Electronic and magnetic properties of NiS2-xSex: a comparative study

Abstract

The metal-insulator transition and the problem of d-electron delocalization are investigated in the pyrite system NiS2-xSex under pressure using density functional theory (DFT). We test several approximations, including the generalized gradient approximation (GGA), the GGA+U approach, and hybrid functionals. In addition we apply the GW approximation and perform Hartree-Fock calculations. The important role of the chalcogen dimers in the electronic structure is discussed within GGA, which sufficiently describes the role of the lattice in the metal-insulator transition. In addition, the magnetic phase diagram is determined.

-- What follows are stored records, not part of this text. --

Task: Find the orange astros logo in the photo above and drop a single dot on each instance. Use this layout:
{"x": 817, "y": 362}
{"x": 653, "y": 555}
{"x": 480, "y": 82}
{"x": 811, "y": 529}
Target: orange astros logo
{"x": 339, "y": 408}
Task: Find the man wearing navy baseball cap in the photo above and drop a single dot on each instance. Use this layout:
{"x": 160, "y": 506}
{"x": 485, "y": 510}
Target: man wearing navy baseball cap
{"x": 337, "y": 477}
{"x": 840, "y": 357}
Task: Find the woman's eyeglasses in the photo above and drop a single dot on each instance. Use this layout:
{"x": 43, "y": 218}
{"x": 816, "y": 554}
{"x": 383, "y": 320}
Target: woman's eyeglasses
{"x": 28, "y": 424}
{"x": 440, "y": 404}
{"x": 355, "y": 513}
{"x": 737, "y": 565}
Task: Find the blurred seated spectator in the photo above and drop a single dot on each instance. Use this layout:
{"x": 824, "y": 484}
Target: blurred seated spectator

However, the electronic properties are inadequately described -- the insulating ground state of NiS2 cannot be obtained -- and the magnetic order is slightly overestimated. If correlations are taken into account within GGA+U, the insulator is found, but the non-magnetic ground state of the doped samples is not accessible. Mixing Fock exchange with local approximations as GGA correctly reproduce the insulating ground state in NiS2, and metallic ground states with doping and pressure. The insulator is -- in contrast to earlier suggestions -- of Mott type, i. e. the gap opens between Ni 3d eg states. Due to the Fock term, the magnetic order is strongly overestimated. The applied GW calculations are not able to correct the metallic character of NiS2 and underestimate the gap by one order of magnitude.